Paul joined his father in 1916. They built a small two roomed shack in Meadowbrook and Paul began working as a swamper for Staples, in 1921, when the Company began building the Concentrator, Paul started work with them.
Helen Douglas was born in Manchester, Vermont. Her parents moved to Calgary when she was very young. In 1920, her father, Antoine Douglas bought property in Meadowbrook and farmed the land until his death in the mid 1930's.
Paul and Helen were married in 1923 and for a short time lived in a two roomed shack in Chapman Camp, near Paul's work at the Concentrator. At the time many families were living in tents with wooden walls and floors, hence the name Chapman Camp. They built a small house on John Louis's place in Meadowbrook where they lived for the next twelve years. The dwelling was then moved to the Douglas property and enlarged. This is where they still reside today. Paul worked at the Concentrator until his retirement and farmed the land as well.
He was a shift boss in the floatation operation for years. When he was seventy years old, he and Archie Chesham were sent on a special assignment to Ireland where a similar type of Concentrator had been built and using the folatation method for separating complex ore. They spent three months instructing them how to operate it.
Paul and Helen were fortunate in having a Delco Light system on their property, so they had power long before electricity was installed in that area. Helen learned to operate it. It had to be started by a crank and she even knew how to grind the valves and service the machine. She still milks a cow daily and tends a good sized vegetable and flower garden. Paul is now eighty-five and his health is failing as he does very little work.
In the early days, they were one of the few families that owned a model T Ford car. The problems were many as the roads were meant only for horses and wagons. In winter the usual assessories were shovel and an ax to help get out of icy ruts when necessary.
They had one daughter Pauline who trained at Garbutts Business College in Calgary and worked there for a few years before returning to Kimberley. She worked in the Company Store for four years and also for the Kimberley Hardware.
Pauline married Ivor Barrett who has been a butcher in Kimberley for over forty-five years. He learned the trade from Joe Walkley in Cranbrook and worked in Walkleys shop in Kimberley. He joined the Army for active duty, but when discovered he was a butcher, he was put in charge as cook instructor.
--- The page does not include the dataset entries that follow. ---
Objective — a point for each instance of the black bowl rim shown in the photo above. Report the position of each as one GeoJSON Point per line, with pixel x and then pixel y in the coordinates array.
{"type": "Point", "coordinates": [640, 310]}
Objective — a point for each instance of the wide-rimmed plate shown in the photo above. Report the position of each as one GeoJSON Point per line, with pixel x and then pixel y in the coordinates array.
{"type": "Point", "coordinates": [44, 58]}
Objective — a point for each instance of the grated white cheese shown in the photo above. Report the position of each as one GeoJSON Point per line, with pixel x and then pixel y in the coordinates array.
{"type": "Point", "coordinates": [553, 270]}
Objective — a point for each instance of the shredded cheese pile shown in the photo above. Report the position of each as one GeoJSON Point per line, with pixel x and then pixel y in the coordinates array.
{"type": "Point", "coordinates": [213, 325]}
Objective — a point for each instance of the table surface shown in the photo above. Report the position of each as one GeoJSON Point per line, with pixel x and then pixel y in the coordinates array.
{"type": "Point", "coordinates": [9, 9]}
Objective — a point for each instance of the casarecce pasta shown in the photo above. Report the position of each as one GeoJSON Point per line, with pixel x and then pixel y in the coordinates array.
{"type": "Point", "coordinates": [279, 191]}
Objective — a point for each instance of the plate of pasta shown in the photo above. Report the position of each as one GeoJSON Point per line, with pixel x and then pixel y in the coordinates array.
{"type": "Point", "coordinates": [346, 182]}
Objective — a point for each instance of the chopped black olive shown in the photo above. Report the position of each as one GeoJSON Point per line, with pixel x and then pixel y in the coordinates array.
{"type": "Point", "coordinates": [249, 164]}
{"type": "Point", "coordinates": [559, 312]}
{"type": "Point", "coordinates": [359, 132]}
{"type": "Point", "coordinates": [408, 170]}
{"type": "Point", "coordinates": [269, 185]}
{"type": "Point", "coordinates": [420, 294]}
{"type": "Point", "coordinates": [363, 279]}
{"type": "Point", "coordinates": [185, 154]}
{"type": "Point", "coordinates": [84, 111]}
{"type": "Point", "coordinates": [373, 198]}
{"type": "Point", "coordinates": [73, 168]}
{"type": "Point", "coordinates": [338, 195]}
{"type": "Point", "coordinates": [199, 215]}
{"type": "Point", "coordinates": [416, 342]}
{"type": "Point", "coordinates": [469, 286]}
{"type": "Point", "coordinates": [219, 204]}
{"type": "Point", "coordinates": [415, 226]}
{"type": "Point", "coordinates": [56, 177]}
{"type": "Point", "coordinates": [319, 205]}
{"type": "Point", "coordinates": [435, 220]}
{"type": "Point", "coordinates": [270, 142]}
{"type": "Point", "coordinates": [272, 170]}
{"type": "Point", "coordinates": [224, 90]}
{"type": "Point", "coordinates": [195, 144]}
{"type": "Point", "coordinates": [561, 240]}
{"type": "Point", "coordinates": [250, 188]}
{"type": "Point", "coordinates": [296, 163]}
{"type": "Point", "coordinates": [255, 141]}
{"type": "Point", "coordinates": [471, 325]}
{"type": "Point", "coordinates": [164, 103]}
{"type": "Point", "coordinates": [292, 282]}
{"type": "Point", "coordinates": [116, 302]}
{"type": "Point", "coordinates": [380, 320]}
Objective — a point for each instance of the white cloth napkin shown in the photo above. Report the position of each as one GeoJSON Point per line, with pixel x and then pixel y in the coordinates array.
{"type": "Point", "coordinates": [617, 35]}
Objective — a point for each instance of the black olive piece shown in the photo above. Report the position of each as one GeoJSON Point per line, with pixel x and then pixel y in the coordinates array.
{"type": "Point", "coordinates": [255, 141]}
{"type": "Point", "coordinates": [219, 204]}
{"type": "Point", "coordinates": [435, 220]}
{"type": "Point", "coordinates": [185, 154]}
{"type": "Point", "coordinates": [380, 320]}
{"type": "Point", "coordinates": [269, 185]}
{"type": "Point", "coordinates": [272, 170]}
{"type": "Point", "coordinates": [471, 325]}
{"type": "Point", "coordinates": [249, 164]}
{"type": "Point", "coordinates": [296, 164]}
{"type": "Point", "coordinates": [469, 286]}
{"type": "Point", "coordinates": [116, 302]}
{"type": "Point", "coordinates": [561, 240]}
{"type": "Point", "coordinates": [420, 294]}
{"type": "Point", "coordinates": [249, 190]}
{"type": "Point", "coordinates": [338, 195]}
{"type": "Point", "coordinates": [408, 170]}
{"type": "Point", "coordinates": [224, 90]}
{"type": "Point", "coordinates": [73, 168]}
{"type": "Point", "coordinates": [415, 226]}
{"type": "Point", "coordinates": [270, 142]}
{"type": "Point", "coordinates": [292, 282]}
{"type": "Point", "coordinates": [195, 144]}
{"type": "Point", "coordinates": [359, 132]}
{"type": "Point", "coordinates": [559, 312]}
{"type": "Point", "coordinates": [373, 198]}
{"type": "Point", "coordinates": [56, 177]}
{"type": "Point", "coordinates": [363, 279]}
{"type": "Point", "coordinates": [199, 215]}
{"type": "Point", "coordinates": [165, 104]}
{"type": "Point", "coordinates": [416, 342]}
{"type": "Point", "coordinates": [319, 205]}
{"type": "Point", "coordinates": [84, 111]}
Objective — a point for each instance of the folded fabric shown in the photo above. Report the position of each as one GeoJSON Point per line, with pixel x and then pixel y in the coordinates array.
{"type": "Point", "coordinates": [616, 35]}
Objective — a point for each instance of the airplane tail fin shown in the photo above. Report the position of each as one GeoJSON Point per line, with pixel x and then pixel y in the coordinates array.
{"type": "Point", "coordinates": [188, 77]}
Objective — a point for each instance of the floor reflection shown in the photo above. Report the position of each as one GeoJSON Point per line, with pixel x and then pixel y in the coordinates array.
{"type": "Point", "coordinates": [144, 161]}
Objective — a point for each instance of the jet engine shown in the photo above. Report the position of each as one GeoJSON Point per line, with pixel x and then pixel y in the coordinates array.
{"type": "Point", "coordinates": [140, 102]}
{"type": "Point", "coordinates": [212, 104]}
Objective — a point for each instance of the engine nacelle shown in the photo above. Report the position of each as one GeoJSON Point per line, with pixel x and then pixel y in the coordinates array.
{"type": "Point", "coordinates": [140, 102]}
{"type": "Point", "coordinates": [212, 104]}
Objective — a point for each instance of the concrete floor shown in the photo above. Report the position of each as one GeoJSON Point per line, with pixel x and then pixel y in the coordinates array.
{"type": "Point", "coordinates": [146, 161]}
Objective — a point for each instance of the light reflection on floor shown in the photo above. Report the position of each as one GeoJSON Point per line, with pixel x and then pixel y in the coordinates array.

On his return he went to work in the meat department of the Mark Creek store after spending a short time in Burns Butcher shop. When the Hudson Bay bought the Mark Creek store and phased out the food department, Ivor went to work for the Company in the warehouse receiving office at the Concentrator.
Mr. and Mrs. Louis live on the property next door where Pauline can keep a close eye on them.
Ivor and Pauline have two children, Betty Lou and John. Betty Lou does a man's job, she was a planer feeder for Crestbrook Industries at Canal Flats for four years. She now has an air ticket and drives a gravel truck for a paving company in Northern Alberta. John also has an air ticket and drives a logging truck at Canal Flats.
Ivor and Pauline maintain a modern Government inspected butcher shop on their farm in Meadowbrook, complete with walk in freezers and coolers and all the necessary equipment. Ivor retired from the Company in 1976 and is busier than ever. They have cattle, chickens, pigs, turkeys, horses, you name it! His latest venture is breeding Scotish Highland long haired, long horned cattle. They also have a garden to tend and farm machinery to repair but they are never too busy to stop for a chat with friends.